There’s also a massive myopia in the liberal world and especially this website that really thinks the only true version of activism is within the Democratic Party. This is, of course, complete nonsense. What social movement of the past went through a political party structure? Even those who eventually did become part of a liberal Democratic Party, such as the labor movement, most certainly started with communists in the streets raising hell, beating up scabs, getting beaten up by cops, and overall doing none of the things that many commenters on this site think of as acceptable activist behavior. Martin Luther King himself would use Democrats when necessary, but then completely reject the mainstream of the party and come out to oppose the Vietnam War, infuriating Lyndon Johnson.

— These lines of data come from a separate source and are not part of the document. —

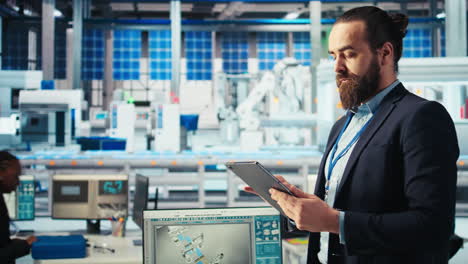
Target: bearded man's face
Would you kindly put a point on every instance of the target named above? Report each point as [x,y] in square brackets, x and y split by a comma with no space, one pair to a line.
[354,89]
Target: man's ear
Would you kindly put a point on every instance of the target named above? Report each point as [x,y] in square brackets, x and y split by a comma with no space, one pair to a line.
[4,165]
[386,54]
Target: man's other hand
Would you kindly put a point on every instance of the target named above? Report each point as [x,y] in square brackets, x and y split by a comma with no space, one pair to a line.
[307,210]
[31,240]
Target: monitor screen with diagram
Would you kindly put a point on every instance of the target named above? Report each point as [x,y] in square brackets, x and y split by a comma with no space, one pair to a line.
[226,235]
[21,202]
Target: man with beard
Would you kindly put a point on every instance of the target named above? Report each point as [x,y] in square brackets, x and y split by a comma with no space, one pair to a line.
[10,249]
[385,191]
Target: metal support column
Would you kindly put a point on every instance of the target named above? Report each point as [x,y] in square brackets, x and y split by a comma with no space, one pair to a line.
[48,35]
[176,31]
[455,28]
[435,39]
[77,42]
[315,9]
[315,39]
[108,83]
[290,45]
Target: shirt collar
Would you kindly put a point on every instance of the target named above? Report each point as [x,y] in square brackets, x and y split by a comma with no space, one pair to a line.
[373,104]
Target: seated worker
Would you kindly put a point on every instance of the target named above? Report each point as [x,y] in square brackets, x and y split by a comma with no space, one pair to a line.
[10,249]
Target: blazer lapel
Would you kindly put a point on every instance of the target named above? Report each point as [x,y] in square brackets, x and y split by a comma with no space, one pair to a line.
[386,107]
[320,183]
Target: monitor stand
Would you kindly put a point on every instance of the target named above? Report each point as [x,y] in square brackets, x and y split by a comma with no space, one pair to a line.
[93,226]
[137,242]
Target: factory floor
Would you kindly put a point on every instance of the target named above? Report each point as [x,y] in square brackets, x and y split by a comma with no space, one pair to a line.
[57,226]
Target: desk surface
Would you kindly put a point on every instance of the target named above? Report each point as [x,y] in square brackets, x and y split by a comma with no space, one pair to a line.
[125,251]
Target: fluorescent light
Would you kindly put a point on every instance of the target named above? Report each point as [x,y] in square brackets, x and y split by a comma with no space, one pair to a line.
[440,15]
[292,15]
[57,13]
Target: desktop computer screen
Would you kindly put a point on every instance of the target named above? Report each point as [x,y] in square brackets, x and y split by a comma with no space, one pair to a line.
[140,199]
[208,236]
[89,196]
[20,203]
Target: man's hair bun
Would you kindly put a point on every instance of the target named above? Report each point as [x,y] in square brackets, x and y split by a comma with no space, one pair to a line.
[400,22]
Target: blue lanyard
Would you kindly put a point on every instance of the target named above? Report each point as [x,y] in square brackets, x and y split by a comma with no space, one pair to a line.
[333,161]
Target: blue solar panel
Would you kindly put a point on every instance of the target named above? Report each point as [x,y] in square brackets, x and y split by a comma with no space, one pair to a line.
[271,47]
[198,51]
[160,55]
[60,64]
[417,43]
[15,48]
[92,55]
[127,53]
[442,42]
[235,52]
[302,47]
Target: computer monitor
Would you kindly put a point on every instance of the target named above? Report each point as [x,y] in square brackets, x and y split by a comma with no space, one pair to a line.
[89,196]
[20,203]
[228,235]
[140,199]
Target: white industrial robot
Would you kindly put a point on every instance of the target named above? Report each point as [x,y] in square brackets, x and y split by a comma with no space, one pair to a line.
[284,89]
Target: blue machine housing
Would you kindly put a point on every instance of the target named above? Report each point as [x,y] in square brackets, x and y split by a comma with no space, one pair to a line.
[59,247]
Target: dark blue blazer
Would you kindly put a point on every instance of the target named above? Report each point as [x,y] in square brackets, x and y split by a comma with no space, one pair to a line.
[398,187]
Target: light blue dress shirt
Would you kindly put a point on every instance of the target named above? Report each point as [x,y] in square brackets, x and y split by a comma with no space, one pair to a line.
[363,114]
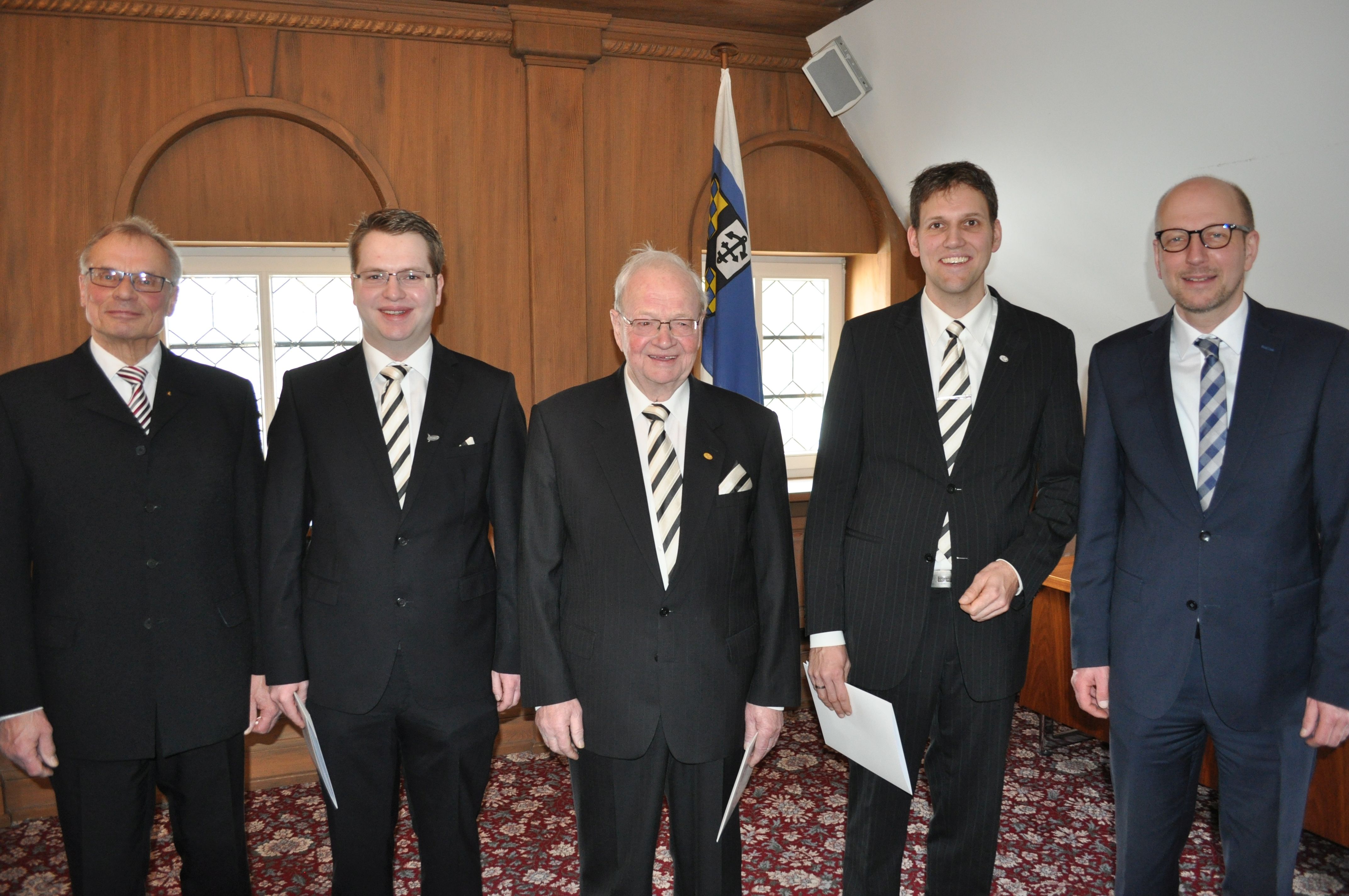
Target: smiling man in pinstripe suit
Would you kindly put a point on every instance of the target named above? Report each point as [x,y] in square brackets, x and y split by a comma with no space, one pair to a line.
[945,490]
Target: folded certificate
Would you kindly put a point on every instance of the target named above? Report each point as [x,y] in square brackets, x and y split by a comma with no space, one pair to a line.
[315,751]
[742,779]
[870,737]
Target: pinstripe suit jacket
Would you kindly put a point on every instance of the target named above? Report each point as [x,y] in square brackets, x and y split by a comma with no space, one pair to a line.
[882,492]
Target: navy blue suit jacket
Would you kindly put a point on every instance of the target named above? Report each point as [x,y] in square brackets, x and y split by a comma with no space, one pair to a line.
[1265,571]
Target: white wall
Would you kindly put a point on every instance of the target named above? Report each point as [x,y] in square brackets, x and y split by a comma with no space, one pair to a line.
[1085,114]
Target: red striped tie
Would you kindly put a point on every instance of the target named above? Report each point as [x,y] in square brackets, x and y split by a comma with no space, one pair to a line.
[138,403]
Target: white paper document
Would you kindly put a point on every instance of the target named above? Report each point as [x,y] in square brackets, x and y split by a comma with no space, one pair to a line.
[742,779]
[315,751]
[870,737]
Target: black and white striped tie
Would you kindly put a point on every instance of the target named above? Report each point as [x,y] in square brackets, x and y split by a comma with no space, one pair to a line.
[393,419]
[138,403]
[954,405]
[667,482]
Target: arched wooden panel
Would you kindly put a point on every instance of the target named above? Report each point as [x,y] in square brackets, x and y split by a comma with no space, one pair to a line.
[803,203]
[255,180]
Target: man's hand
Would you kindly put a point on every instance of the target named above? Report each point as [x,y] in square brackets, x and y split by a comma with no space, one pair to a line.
[285,697]
[829,677]
[262,709]
[1323,725]
[767,724]
[507,690]
[1092,687]
[560,724]
[992,591]
[26,741]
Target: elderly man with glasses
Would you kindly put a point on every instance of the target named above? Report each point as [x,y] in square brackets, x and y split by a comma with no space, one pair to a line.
[389,613]
[130,490]
[658,591]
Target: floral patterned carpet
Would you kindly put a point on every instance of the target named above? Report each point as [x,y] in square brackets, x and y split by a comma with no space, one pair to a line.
[1058,832]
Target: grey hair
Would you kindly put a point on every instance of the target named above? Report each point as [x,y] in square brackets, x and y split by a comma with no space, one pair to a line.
[135,226]
[645,257]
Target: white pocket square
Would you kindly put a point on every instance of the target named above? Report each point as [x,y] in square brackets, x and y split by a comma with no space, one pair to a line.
[736,481]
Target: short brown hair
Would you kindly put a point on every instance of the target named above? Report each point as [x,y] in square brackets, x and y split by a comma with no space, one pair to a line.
[135,226]
[397,221]
[939,179]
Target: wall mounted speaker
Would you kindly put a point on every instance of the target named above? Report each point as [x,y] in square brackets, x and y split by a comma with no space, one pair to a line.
[837,77]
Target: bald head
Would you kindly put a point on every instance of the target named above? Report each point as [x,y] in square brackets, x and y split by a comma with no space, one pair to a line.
[1208,188]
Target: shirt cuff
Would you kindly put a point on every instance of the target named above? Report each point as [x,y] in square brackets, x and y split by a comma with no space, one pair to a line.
[1019,585]
[14,716]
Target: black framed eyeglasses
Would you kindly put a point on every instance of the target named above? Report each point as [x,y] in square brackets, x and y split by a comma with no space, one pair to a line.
[141,281]
[1175,239]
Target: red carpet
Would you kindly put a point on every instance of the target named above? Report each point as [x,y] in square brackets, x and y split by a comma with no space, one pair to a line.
[1058,830]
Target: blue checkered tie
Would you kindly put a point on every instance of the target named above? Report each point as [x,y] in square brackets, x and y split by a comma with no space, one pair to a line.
[1213,419]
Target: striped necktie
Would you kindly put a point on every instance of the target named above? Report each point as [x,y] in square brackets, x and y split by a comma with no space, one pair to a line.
[667,482]
[138,403]
[954,405]
[393,419]
[1213,417]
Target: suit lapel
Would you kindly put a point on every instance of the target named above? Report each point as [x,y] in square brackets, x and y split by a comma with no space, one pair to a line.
[438,413]
[914,361]
[357,403]
[1155,363]
[1262,349]
[1010,342]
[617,453]
[702,475]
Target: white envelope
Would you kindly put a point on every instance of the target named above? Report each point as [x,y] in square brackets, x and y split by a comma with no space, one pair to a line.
[742,779]
[870,737]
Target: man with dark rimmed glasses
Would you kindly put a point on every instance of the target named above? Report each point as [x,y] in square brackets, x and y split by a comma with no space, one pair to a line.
[130,490]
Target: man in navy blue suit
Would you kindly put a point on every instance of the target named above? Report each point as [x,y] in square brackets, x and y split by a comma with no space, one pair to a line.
[1211,591]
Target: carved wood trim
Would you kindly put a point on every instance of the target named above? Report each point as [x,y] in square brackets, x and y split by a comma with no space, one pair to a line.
[243,107]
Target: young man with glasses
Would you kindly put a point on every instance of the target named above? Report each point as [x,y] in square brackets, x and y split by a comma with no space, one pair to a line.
[132,482]
[389,614]
[1211,590]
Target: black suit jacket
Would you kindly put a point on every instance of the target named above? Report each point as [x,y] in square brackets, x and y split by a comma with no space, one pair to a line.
[597,621]
[882,490]
[374,575]
[1265,570]
[129,562]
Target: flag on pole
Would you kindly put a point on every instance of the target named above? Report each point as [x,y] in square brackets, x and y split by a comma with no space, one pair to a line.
[730,335]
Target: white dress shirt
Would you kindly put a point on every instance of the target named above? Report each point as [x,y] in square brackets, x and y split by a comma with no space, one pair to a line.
[415,385]
[110,365]
[676,430]
[977,339]
[1188,369]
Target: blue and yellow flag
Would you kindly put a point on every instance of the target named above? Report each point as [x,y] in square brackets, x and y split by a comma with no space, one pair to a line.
[730,335]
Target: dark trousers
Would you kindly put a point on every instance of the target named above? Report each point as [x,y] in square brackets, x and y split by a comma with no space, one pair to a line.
[1263,781]
[444,755]
[965,766]
[109,809]
[619,820]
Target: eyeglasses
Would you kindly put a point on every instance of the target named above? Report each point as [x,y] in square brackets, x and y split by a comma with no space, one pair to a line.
[680,328]
[405,278]
[141,281]
[1213,237]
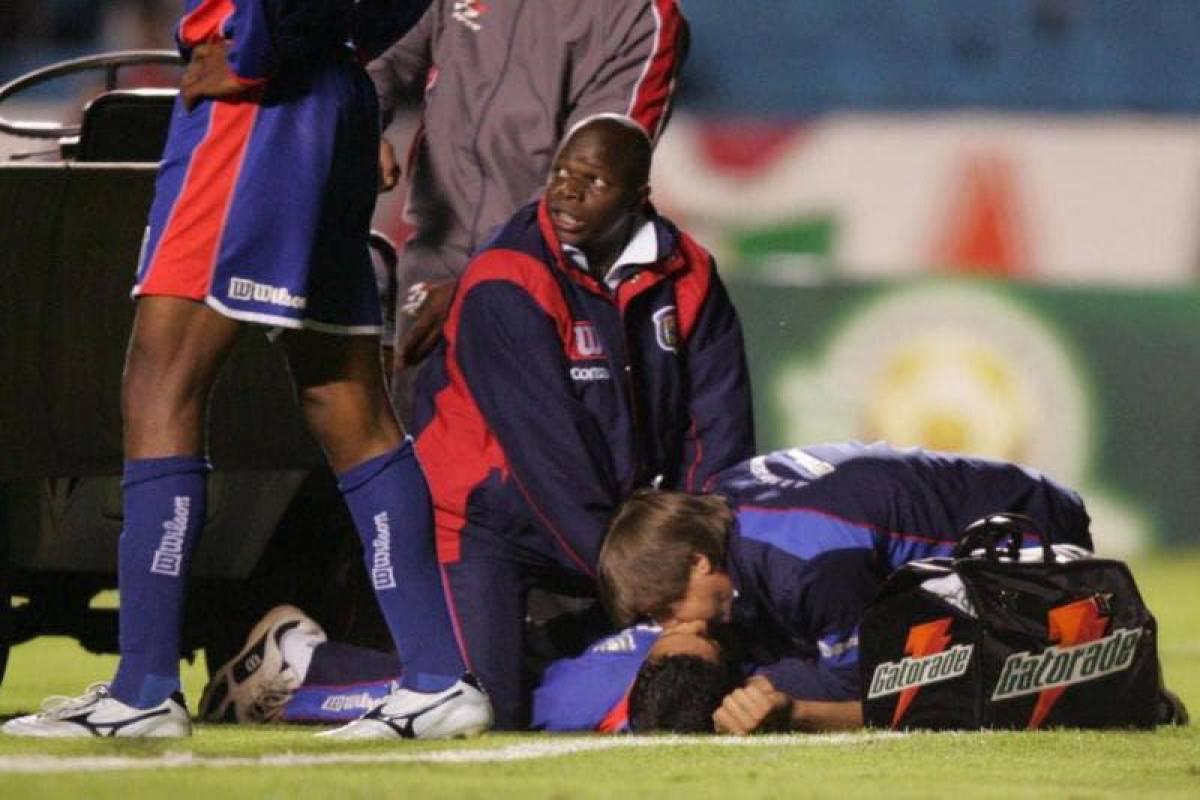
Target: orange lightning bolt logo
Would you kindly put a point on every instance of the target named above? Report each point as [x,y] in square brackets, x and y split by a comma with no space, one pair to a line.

If you are an activist, you have to do what you think is necessary. If that means occupation, i.e, the anti-Vietnam protests, than OK. There’s another conversation to have within activist communities about strategy, agent provocateurs, the role of individual behavior versus the collective, etc. I am willing to listen and contribute to those conversations. But that’s not the conversation at LGM. The conversation is all HOW WILL THIS AFFECT JOE BIDEN IN NOVEMBER.
I don’t know, it seems to me that a quasi-fascist ethno-nationalist government supported engaging in ethnic cleansing if not genocide and killing tens of thousands of people seems to be a problem worth responding to, especially when Joe Biden supports it! And the fact that Jewish students are highly overrepresented in these protests strongly suggests that we need to not frame this as “defending Israel,” because there are lots of Jewish students, plenty of whom who have relatives in Israel, who are opposing the horrid actions in Gaza. You don’t have to think Hamas are anything but the biggest assholes on the planet to be outraged at what is going on and act on it,
And if 20 year old kids do dumb shit in protests, well, 20 year olds do dumb shit all the time. It’s not as if being disciplined and talking about nonviolence is going to make any difference with the vast majority of people who simply oppose all protest. Again, if you think this is unique or significant, you have to reckon with the widespread white hatred for even the nonviolent tactics of King in 68, especially if you are going back to the student protests of 68 to be fearful of the election this fall. People will vote this fall around a number of issues. If they are going to vote for Donald Trump because of some kids at Columbia acting in a certain way in early May, they were going to vote for Donald Trump anyway.
What we should be doing is supporting students in their activism, not whining that they aren’t doing it in our preferred way. I have no preferred way. Because what do I know about what is the right way? There’s no historical evidence that suggests there is a right way.
So stop whining about the protests and do something.